Una tre giorni intensa che ha privilegiato lo scambio e ha puntato i riflettori su quanto bolle in pentola a livello locale:
«L’officina digitale è il luogo che ha scompaginato il modo di tradizionale di fare i convegni: in cattedra sono saliti loro, gli studenti, per presentarci le loro esperienze», sottolinea Pompili evidenziando come si sia passati «dal broadcasting allo sharing, ossia dalla trasmissione alla condivisione».
È l’esperienza a dimostrare che «gli animatori sono protagonisti sul campo e con la loro creatività e competenza sono in grado di colmare il gap tra Vangelo e cultura ».
I progetti presentati – dai percorsi multimediali per l’apprendimento della Divina Commedia fino alla prevenzione nella scuola con il coinvolgimento della polizia postale, ai supporti digitali interattivi per ambienti ecclesiali e ai profili Facebook delle parrocchie – sono la testimonianza concreta «dell’atteggiamento proattivo» dell’animatore.
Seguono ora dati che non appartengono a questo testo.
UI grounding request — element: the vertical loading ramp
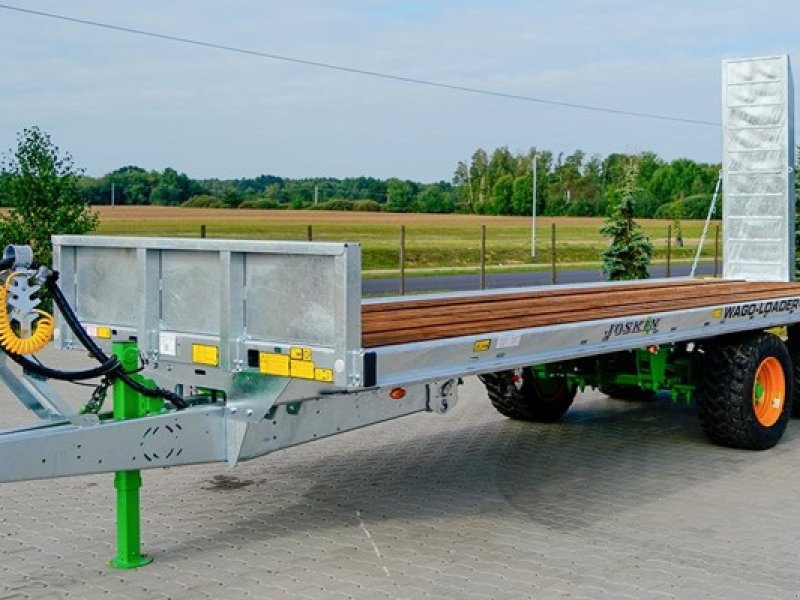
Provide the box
[722,55,795,281]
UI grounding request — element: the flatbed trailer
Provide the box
[0,57,800,567]
[0,236,800,481]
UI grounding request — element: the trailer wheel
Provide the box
[597,383,654,402]
[786,332,800,419]
[480,367,577,423]
[697,333,794,450]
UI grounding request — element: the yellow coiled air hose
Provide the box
[0,272,56,354]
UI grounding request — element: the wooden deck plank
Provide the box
[362,280,800,348]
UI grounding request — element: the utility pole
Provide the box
[531,150,536,260]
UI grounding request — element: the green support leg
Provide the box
[111,342,153,569]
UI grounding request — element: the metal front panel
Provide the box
[245,255,341,347]
[160,250,222,335]
[722,56,795,281]
[73,248,139,327]
[53,236,363,392]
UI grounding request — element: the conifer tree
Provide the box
[600,159,653,281]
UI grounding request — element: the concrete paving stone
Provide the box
[0,360,800,600]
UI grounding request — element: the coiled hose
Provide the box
[0,272,56,354]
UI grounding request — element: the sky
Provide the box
[0,0,800,182]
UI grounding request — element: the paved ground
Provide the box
[0,350,800,600]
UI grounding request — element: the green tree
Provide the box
[416,183,455,213]
[0,127,98,264]
[511,173,533,215]
[600,159,653,281]
[386,178,414,212]
[491,175,514,215]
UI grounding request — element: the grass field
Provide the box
[92,206,714,271]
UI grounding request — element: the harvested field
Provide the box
[96,206,714,271]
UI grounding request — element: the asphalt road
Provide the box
[362,264,714,296]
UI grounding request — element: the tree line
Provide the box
[64,147,720,218]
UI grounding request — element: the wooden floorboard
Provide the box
[362,280,800,348]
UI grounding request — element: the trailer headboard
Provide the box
[53,235,363,388]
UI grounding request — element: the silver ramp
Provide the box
[722,55,795,281]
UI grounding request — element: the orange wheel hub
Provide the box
[753,356,786,427]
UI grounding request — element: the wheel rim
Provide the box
[533,377,564,402]
[753,356,786,427]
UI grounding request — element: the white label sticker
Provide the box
[158,332,178,356]
[495,335,522,350]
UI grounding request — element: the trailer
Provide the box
[0,57,800,567]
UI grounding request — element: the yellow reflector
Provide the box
[258,352,289,377]
[291,360,314,379]
[472,340,492,352]
[314,369,333,383]
[192,344,219,367]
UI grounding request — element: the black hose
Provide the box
[45,272,189,410]
[4,349,120,381]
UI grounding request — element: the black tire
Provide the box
[786,330,800,419]
[597,383,655,402]
[480,367,577,423]
[697,333,794,450]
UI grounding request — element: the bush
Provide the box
[653,194,721,220]
[353,200,381,212]
[238,198,283,210]
[181,196,228,208]
[311,200,355,210]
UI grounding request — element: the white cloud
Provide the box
[0,0,800,180]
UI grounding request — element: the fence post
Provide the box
[481,225,486,290]
[550,223,556,285]
[400,225,406,296]
[667,225,672,277]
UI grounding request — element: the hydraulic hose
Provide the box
[4,348,120,381]
[45,272,189,410]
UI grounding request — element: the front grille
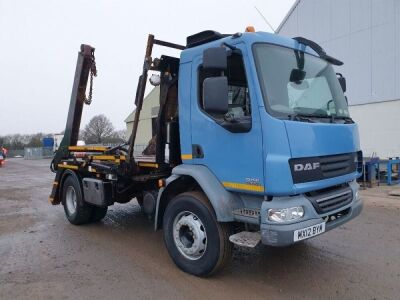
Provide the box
[289,151,362,184]
[306,184,353,214]
[319,153,357,178]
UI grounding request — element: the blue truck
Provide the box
[49,28,362,276]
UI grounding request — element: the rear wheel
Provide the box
[163,192,232,276]
[62,175,93,225]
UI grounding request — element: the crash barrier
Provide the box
[7,149,25,157]
[24,147,54,159]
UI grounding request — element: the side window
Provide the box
[199,54,251,119]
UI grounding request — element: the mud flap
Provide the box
[49,170,62,205]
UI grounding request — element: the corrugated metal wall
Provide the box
[279,0,400,105]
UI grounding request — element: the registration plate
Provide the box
[293,222,325,242]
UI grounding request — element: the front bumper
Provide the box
[260,182,363,247]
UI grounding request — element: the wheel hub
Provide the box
[173,211,207,260]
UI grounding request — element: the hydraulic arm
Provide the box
[51,44,97,170]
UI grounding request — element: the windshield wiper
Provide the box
[289,113,315,123]
[335,116,354,124]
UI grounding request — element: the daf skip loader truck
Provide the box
[50,27,362,276]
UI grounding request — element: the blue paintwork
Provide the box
[179,32,360,196]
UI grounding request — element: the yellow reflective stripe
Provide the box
[58,164,78,170]
[222,181,264,192]
[68,146,107,151]
[139,162,158,168]
[92,155,116,160]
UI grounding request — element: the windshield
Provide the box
[254,44,349,118]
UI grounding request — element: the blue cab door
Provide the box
[186,44,265,194]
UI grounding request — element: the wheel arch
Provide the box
[154,165,242,230]
[58,169,83,202]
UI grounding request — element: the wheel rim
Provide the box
[65,186,76,215]
[173,211,207,260]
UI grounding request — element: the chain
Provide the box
[85,55,97,105]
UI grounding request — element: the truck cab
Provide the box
[175,32,362,246]
[50,30,362,276]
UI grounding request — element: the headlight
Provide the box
[268,206,304,223]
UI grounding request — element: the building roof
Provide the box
[124,86,160,123]
[276,0,301,33]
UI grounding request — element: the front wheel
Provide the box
[62,175,93,225]
[163,192,232,276]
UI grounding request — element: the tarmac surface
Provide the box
[0,159,400,300]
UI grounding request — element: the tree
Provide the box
[82,114,115,144]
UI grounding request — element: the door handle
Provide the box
[192,144,204,158]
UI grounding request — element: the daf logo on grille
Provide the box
[293,162,320,172]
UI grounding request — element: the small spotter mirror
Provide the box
[149,74,161,86]
[336,73,346,93]
[203,47,228,70]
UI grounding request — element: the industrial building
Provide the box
[125,86,160,152]
[277,0,400,158]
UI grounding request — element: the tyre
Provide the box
[62,175,93,225]
[90,206,108,223]
[163,192,232,276]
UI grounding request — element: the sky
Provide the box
[0,0,295,135]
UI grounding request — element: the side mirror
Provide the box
[289,69,306,84]
[336,73,346,93]
[203,47,228,70]
[203,76,229,115]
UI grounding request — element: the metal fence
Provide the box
[24,147,54,159]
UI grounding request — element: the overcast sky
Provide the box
[0,0,294,135]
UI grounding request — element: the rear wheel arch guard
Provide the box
[58,169,83,203]
[154,165,243,230]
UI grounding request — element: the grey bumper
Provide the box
[260,180,363,247]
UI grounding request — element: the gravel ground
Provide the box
[0,159,400,299]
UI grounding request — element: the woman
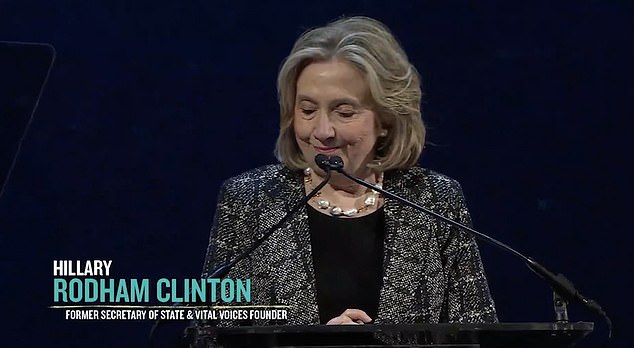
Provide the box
[204,17,497,325]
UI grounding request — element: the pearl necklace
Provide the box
[304,168,383,217]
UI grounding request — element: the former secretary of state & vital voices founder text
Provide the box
[203,17,497,326]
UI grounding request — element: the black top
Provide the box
[308,206,385,324]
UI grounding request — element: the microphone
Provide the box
[148,154,334,348]
[327,156,612,346]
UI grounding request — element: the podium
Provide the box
[188,322,594,348]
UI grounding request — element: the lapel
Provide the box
[258,166,319,325]
[375,168,444,324]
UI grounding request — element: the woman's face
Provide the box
[293,60,378,177]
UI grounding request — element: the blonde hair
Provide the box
[275,17,425,171]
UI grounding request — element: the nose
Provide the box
[313,112,335,144]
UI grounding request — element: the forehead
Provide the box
[296,60,369,102]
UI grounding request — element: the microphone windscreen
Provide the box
[315,153,330,171]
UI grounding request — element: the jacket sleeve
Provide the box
[443,180,498,323]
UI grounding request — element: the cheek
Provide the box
[293,118,310,146]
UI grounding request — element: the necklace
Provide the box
[304,168,383,217]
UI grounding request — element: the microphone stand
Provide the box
[148,154,332,348]
[327,156,612,347]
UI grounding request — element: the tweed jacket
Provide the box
[203,164,497,326]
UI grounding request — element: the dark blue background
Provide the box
[0,0,634,347]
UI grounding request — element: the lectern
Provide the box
[188,322,594,348]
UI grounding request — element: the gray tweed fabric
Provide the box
[203,164,497,326]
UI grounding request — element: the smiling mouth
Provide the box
[313,146,339,154]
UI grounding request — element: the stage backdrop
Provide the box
[0,0,634,347]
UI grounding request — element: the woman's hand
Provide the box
[326,309,372,325]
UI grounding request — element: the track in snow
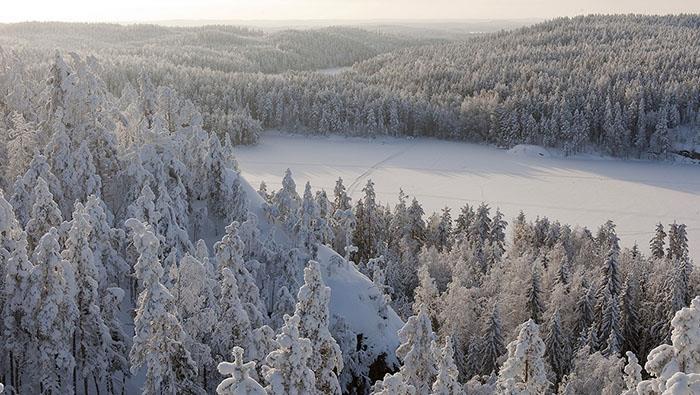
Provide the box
[237,133,700,262]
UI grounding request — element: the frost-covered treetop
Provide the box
[216,347,267,395]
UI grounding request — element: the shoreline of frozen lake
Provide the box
[237,132,700,262]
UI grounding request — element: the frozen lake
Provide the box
[237,133,700,262]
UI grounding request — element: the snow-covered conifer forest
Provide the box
[0,15,700,395]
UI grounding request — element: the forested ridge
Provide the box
[0,16,700,395]
[0,15,700,159]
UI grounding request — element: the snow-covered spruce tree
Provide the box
[0,190,33,393]
[272,169,301,229]
[262,315,317,395]
[396,310,437,394]
[294,261,343,395]
[649,223,666,259]
[431,336,464,395]
[620,272,644,353]
[622,351,642,395]
[125,218,204,394]
[71,140,102,202]
[353,180,382,264]
[126,184,160,230]
[170,254,223,389]
[245,325,279,378]
[155,182,193,259]
[526,265,544,323]
[216,347,267,395]
[213,267,253,360]
[496,319,551,395]
[332,208,357,261]
[294,182,330,258]
[574,280,595,348]
[666,222,688,260]
[24,228,78,394]
[85,195,130,288]
[559,346,625,395]
[270,285,296,328]
[214,221,267,328]
[102,287,130,393]
[61,209,112,394]
[599,289,625,356]
[333,177,352,215]
[10,154,61,227]
[544,309,571,386]
[480,304,506,374]
[637,296,700,395]
[25,177,63,251]
[372,372,420,395]
[489,208,508,261]
[45,122,78,216]
[413,266,441,331]
[435,207,454,252]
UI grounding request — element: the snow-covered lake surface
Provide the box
[316,66,352,75]
[237,133,700,262]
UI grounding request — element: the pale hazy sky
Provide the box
[0,0,700,22]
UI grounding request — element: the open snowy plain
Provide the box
[237,133,700,262]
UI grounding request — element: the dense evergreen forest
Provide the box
[0,16,700,395]
[0,15,700,158]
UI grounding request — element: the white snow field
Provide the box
[237,132,700,262]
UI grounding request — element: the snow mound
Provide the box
[508,144,552,158]
[241,176,403,365]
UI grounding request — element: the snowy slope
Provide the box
[241,172,403,363]
[237,133,700,262]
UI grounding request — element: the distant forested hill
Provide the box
[0,15,700,159]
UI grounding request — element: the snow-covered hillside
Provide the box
[237,133,700,262]
[241,173,403,364]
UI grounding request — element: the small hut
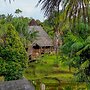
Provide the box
[28,19,53,59]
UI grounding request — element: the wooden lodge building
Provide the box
[28,19,53,59]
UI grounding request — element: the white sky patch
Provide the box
[0,0,44,21]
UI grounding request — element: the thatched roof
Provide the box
[29,26,53,47]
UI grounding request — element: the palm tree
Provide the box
[37,0,90,24]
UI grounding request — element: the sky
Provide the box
[0,0,44,21]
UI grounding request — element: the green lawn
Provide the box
[24,54,86,90]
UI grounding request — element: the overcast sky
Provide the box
[0,0,44,21]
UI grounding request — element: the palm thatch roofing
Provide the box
[29,21,53,47]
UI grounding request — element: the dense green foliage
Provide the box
[62,23,90,81]
[0,24,28,80]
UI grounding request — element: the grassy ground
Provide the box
[24,54,86,90]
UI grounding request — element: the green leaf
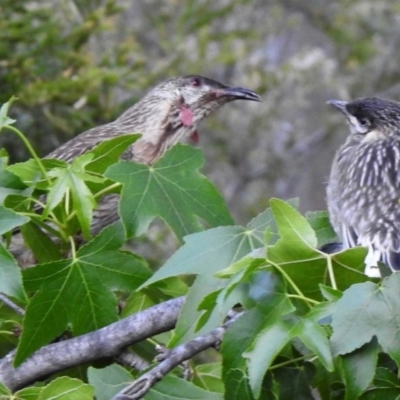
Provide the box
[0,243,27,302]
[141,226,263,286]
[221,294,294,398]
[7,158,68,189]
[319,283,342,301]
[38,376,94,400]
[146,375,224,400]
[292,318,334,372]
[0,96,18,131]
[267,199,368,300]
[306,211,337,247]
[224,369,254,400]
[86,134,140,174]
[0,382,12,398]
[43,153,104,239]
[273,367,314,400]
[193,363,224,393]
[20,222,62,263]
[168,275,224,347]
[270,199,318,250]
[87,364,134,400]
[105,145,232,239]
[340,340,378,400]
[0,157,26,205]
[15,223,150,365]
[0,206,29,235]
[331,274,400,365]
Che sa, spiega Chiara Giaccardi, docente di Sociologia e antropologia dei media all’Università Cattolica di Milano, «anticipare gli scenari, ridurre i danni, operare una verifica continua, non proibire ma riorientare le tecnologie nello loro forme più conviviali, volte cioè alla comunione». Per padre Antonio Spadaro, direttore de La Civiltà Cattolica, è essenziale «avere una esperienza diretta dei social network e sulla base di essa articolare una riflessione che porti prima all’azione e poi alla valutazione di ciò che è stato realizzato».
All’animatore è richiesta dunque «una sensibilità per i cambiamenti in atto» e allo stesso tempo «un orecchio attento alla realtà concreta degli ambienti ecclesiali».E loro sono pronti. «Il Signore è stato fantasioso e mi ha fatto scoprire questa via», confida Ida Marengo di Cuneo, ‘volontaria per l’arte’ al Museo diocesano San Sebastiano.
«Creare un sito di cui non ci si dimentichi in breve tempo» è ciò che Laura Foglino proporrà alla parrocchia della Resurrezione di Torino. Maria Chiara di Parma lavorerà invece per «creare una sinergia tra i media diocesani, in vista di un percorso comune».